= Cande Lázaro =

Spanish filmmaker and artist (born 1997)

Cande Lázaro (b. 1997) is a Spanish filmmaker and artist.

== Early life ==
Cande Lázaro was born in Badajoz in 1997. They graduated from Carlos III University of Madrid with a degree in Audiovisual Communication. They later earned a Documentary Film Certificate from the Madrid Film Institute.

== Career ==
On September 8, they held the photography exhibition QUIERO SER DANZANTE, inspired by the fanzine Aberruntos. Labrar profundo, hacer un hoyo, at the Cultural and Artistic Center Alfarería Pedro Mercedes.

In 2024, they directed the feature-length documentary La Pastora. The film follows the lives of Florenci Pla Meseguer, an intersex maquis who lived in 1917 and left their village to join the Levante and Aragon Guerrilla Group, and Cande Lázaro, a transmasculine artist living in 2018. The documentary creates a direct dialogue between past and present, as well as between rural and urban worlds, through the experiences of queer individuals. It also addresses topics such as identity construction and the external gaze.

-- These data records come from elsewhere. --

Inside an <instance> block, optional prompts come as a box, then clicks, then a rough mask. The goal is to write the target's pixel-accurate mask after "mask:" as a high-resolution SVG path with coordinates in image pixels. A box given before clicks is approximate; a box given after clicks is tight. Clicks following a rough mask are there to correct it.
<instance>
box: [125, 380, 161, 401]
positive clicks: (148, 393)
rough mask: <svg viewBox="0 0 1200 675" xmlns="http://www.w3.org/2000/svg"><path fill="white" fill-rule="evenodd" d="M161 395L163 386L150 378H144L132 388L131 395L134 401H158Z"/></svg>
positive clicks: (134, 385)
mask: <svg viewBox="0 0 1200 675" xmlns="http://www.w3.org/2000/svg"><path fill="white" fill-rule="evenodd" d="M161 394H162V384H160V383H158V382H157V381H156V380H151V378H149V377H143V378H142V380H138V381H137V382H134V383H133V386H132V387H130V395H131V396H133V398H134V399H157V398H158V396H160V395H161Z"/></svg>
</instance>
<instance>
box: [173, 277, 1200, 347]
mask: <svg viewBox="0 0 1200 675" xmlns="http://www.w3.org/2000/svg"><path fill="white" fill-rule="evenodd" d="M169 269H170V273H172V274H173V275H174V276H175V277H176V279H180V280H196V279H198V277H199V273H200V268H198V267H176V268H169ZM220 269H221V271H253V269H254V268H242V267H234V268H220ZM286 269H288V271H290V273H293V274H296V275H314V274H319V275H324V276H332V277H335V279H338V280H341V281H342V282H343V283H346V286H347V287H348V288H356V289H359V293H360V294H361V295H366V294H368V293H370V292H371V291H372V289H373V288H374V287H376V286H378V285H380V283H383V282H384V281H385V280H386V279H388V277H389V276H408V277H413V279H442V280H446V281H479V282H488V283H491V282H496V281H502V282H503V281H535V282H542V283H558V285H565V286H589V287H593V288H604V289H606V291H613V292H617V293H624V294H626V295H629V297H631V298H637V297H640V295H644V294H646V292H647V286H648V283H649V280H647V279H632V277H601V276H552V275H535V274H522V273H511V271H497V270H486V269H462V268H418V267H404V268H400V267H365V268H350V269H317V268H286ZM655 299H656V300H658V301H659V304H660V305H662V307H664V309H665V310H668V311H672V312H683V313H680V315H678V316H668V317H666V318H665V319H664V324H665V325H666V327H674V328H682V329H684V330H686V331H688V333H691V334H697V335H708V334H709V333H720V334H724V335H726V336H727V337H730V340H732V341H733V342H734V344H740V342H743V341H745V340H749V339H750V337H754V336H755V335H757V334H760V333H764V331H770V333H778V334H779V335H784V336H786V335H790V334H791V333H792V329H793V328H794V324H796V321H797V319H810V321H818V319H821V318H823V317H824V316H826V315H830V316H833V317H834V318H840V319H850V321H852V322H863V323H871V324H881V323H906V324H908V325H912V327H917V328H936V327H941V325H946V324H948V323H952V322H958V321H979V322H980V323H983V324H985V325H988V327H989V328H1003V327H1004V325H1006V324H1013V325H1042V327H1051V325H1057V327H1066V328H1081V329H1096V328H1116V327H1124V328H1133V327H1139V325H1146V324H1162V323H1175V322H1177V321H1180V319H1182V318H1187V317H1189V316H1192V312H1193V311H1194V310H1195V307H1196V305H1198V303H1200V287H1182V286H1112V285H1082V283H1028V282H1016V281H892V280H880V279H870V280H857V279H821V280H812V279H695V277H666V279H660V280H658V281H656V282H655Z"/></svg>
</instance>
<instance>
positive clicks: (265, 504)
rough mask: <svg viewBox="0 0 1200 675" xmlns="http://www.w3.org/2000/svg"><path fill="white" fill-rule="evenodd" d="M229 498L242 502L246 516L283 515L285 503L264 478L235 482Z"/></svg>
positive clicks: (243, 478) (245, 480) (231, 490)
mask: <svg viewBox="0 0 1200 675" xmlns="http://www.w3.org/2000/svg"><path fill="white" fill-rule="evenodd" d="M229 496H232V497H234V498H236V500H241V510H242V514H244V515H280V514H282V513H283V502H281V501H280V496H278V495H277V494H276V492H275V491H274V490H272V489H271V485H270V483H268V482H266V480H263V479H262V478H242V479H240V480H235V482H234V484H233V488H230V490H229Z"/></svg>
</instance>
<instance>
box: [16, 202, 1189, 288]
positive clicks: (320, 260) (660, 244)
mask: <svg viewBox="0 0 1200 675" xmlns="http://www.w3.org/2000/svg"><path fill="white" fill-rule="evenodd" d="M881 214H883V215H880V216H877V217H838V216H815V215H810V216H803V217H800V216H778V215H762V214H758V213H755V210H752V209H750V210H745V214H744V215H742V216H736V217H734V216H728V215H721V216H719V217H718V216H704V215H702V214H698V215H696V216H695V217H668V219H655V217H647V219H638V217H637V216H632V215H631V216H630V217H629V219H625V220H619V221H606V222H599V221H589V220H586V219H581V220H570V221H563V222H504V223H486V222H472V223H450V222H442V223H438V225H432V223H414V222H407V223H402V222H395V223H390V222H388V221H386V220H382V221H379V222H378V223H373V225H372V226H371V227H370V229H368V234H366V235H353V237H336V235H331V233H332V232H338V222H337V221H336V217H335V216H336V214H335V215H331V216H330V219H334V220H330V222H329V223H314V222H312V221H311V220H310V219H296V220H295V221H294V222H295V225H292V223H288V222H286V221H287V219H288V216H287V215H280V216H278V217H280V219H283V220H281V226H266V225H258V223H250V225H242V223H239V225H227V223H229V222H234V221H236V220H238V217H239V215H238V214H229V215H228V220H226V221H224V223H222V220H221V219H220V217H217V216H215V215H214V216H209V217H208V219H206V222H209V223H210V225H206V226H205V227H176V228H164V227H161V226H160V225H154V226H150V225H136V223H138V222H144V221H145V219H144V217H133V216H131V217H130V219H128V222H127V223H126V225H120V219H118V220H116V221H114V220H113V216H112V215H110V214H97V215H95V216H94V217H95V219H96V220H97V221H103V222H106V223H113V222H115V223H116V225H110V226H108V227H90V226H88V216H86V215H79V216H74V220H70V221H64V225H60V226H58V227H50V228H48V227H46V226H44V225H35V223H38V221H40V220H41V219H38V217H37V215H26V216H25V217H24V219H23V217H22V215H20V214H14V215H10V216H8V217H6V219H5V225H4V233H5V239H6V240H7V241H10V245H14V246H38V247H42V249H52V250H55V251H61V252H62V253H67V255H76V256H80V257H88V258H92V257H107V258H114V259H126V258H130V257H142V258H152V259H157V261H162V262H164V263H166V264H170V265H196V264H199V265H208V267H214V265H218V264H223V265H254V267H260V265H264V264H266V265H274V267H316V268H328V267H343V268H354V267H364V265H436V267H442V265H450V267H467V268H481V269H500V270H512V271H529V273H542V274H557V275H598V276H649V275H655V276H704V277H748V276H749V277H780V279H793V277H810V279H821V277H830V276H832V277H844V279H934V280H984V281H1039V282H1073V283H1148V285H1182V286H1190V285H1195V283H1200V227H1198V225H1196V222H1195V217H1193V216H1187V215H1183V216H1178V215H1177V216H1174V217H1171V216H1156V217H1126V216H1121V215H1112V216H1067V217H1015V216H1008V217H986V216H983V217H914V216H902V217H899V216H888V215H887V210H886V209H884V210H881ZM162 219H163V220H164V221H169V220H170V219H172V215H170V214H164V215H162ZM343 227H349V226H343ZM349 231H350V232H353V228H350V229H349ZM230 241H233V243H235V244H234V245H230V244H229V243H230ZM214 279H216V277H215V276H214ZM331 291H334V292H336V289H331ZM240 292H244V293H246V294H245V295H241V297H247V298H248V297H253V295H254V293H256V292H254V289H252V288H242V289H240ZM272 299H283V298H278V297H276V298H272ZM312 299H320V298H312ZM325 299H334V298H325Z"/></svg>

In March of the same year, they were one of six filmmakers selected for the tenth edition of Ikusmira Berriak, a residency program that supports emerging artists.

== Filmography ==
- ID Copy (2020) — Director, writer, and editor.
- Azul (2020) — Director, writer, and editor.
- Mar(i)cona (2021) — Director, writer, and editor.
- La Pastora (2024) — Director and writer.

== Personal life ==
Cande Lázaro is a non-binary person.